I could have reeled off all the clinical factors: depression, body dysmorphia, low self-esteem; but it wouldn’t have helped.
‘Laura’s got a good chance of beating this, believe me.’
Even in sleep the girl’s face looked tense, every bone visible under transparent skin. Her chances of survival were still stacked eighty – twenty in her favour, if she could be persuaded to eat.
‘I’ll see you both tomorrow.’
Mrs Wallis nodded, without taking her eyes off her daughter. Maybe she was afraid the girl would complete her vanishing act if she glanced away.
 
On the way home I stopped at the supermarket on Tower Bridge Road and bought fresh bread, milk, muesli, bananas, Camembert – two carrier bags heaving with food. At least if Will came back tonight the fridge would be full.
I went into the kitchen, dropped a lump of butter into a frying pan, two eggs, three rashers of bacon. I ate them with a huge doorstep of bread, standing in the kitchen, without taking off my coat.
The phone rang just as I finished the last bite.
‘Hello?’
‘It’s your turn to pay me a visit.’ Sean sounded relaxed. He must have finished his shift in the operating theatre then played a game of squash, like he always did.
‘I can’t, sorry. My brother might be coming round.’

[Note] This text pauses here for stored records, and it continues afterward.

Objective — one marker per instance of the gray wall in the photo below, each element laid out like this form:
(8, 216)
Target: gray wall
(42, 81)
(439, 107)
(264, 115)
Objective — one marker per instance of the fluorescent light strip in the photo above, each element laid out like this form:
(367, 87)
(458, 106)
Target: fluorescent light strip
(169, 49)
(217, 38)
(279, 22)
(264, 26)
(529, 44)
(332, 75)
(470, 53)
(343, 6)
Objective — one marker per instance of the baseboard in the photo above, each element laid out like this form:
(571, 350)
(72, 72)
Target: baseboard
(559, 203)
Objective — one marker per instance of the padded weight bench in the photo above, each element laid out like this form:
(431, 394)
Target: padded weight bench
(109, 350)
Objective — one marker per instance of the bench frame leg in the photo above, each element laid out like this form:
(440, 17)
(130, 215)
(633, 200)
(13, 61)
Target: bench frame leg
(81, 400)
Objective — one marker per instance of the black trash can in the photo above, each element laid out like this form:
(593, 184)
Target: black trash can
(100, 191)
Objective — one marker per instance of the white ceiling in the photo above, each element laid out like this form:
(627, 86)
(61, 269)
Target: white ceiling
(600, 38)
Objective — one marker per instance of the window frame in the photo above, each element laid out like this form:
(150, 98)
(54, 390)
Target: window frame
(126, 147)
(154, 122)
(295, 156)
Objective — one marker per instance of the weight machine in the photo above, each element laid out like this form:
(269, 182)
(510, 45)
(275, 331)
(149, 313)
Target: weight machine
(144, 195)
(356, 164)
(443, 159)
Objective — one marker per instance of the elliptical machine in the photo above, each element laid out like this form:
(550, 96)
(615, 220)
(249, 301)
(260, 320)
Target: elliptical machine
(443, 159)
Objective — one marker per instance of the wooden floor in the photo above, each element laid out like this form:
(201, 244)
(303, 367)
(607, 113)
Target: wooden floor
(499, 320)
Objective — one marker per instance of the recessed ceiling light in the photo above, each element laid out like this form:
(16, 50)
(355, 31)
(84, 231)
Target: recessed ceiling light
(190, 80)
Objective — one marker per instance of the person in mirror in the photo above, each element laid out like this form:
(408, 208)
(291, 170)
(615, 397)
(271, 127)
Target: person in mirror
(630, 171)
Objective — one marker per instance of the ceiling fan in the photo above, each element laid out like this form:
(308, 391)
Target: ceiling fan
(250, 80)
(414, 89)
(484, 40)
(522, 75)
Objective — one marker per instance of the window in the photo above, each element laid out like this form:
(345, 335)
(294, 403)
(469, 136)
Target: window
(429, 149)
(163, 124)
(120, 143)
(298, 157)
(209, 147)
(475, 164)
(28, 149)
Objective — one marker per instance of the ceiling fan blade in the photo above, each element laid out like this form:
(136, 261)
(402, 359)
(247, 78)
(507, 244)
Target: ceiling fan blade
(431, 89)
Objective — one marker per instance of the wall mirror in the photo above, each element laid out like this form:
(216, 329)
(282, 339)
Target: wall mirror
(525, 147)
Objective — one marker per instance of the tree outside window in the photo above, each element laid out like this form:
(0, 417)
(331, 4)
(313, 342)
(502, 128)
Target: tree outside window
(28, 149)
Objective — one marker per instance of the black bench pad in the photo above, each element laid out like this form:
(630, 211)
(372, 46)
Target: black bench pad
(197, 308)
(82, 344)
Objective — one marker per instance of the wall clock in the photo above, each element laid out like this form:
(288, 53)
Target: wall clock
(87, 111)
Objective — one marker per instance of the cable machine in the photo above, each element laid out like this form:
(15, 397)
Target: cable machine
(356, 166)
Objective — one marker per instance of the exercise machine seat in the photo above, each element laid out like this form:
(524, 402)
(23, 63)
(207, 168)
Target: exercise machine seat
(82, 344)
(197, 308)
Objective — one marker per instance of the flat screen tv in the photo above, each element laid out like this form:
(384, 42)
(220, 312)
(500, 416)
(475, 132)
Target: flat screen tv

‘Fine, I’ll come to you then. I’ll get to meet him at last.’
I glanced around the kitchen. Evidence of Sean’s presence was everywhere. His scarf hanging from the back of
a chair, an overnight bag huddled by the door, containers from last night’s takeaway still stacked by the sink. I took a deep breath.
‘Look, I’m sorry, but I think we should take a break.’
When he finally replied his tone was icy. Another man seemed to have picked up the receiver. ‘What’s your definition of a break?’
‘I mean, we’ve been seeing so much of each other.’
‘Sounds like you’re trying to end it.’ Sean’s voice was rising with anger.
‘I’m sorry. I feel a bit suffocated, that’s all.’
‘Jesus, Alice. We’ve just spent the last three months in bed. You never complained.’
I tried to explain, but he had stopped listening. I held the phone away from my ear while he ranted. Eventually I agreed to meet him the following day to talk.
Afterwards I sat on the settee in the stupor that follows a huge meal or a hard decision. It was half past eight when the moon appeared: a fragile white crescent in the corner of the window, outlined by a fuzz of yellow. For some reason it made me desperate to be outside.
I felt better as soon as my feet hit the pavement. Running is the best form of therapy. It’s impossible to fret or feel guilty when you’re struggling to breathe. I jogged until a rhythm set in, gradually picking up speed. Smokers were loitering outside the Anchor Tavern at Butler’s Wharf, watching a dredger haul itself upstream, like an old man crawling on his hands and knees. I stopped to stretch my hamstrings by the
Golden Hinde
. The replica ship was lit up to please the tourists, dripping with gold paint, new windows gleaming. Francis Drake would have laughed himself sick. By now the endorphins were working their magic, my brain pulsing with a sublime belief that everything could be fixed. I looped back down Marshalsea
Road, and for some reason I turned again at Redcross Way, searching for the river and the quickest way home.